= Qiao Sun =

Chinese-Canadian mechanical engineer

Qiao Sun is a Chinese and Canadian mechanical engineer whose research concerns the analysis, diagnosis, and control of vibrations in mechanical equipment ranging from the nanoscale of scanning probe microscopy to the macroscale of wind turbines. She is a professor in the Schulich School of Engineering at the University of Calgary, where she heads the Department of Mechanical and Manufacturing Engineering.

==Education and career==
Sun received a bachelor's degree in power machinery engineering from Shanghai Jiao Tong University in 1982, specializing in diesel engines for ships. After a year working in a shipyard, she went back to Shanghai Jiao Tong University for a master's degree in mechanical engineering, completed in 1986. Her master's degree research concerned robotics, working on the control of the "Shanghai No. 1" arc-welding robot.
Following this she continued at Shanghai Jiao Tong University as a lecturer and researcher in the university's Research Institute of Robotics.
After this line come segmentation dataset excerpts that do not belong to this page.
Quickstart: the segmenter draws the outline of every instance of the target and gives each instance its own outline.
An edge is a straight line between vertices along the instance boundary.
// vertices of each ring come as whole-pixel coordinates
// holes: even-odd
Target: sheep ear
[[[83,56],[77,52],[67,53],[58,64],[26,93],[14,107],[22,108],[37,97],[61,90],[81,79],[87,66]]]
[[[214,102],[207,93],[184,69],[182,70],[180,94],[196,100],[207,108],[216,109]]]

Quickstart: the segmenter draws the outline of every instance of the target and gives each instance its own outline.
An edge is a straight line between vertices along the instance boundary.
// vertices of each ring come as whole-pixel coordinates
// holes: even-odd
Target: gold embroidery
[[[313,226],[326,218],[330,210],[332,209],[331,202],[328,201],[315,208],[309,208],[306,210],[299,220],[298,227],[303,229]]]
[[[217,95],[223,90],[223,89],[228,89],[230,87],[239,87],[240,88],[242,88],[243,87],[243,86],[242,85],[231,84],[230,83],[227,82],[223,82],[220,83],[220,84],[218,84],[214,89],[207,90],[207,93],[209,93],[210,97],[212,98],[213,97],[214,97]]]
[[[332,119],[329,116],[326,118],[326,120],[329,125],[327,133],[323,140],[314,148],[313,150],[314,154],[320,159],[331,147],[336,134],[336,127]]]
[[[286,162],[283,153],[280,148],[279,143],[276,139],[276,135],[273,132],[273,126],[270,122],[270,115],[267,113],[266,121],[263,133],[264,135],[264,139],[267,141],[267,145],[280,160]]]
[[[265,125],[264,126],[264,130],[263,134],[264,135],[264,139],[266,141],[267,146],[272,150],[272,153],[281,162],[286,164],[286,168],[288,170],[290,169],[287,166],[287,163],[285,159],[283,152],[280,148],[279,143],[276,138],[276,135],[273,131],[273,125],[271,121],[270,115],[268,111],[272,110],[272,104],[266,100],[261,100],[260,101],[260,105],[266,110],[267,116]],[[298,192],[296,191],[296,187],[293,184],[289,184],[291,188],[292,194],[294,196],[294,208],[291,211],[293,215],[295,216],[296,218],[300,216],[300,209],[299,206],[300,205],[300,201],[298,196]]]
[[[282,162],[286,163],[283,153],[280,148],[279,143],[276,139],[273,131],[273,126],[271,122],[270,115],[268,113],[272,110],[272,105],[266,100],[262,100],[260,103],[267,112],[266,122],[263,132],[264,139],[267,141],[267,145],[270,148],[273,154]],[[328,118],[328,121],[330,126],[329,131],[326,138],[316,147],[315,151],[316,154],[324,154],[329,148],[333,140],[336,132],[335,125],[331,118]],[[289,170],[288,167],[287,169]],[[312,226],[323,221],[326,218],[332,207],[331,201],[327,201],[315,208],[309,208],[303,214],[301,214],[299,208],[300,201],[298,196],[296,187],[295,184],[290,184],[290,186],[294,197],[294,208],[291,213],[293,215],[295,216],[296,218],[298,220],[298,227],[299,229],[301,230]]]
She moved to Canada in 1992 to pursue a doctorate at the University of Victoria, which she completed in 1996. After working for eight months for the National Research Council Canada in Vancouver, she joined the faculty of the University of Calgary in 1996. She chaired the Schulich School's Gender and Diversity in Engineering Committee and served as senior associate dean for diversity and equity from 2014 to 2020 before taking her current administrative role as department head.

==Recognition==
At the University of Calgary, Sun was named the professor of the year in the Department of Mechanical and Manufacturing Engineering in 2010 and 2014, and has won multiple awards for her teaching and mentorship.

She was named as an "Excellent Woman Mechanical Engineer" by the Canadian Society for Mechanical Engineering in 2014, and elected as a Fellow of the Canadian Academy of Engineering in 2021. The Association of Professional Engineers and Geoscientists of Alberta (APEGA) gave her their 2022 Women in Engineering & Geoscience Champion Award as part of the APEGA Summit Awards. She was the 2024 recipient of the Minerva Mentoring Award of the Alberta Women in Science Network.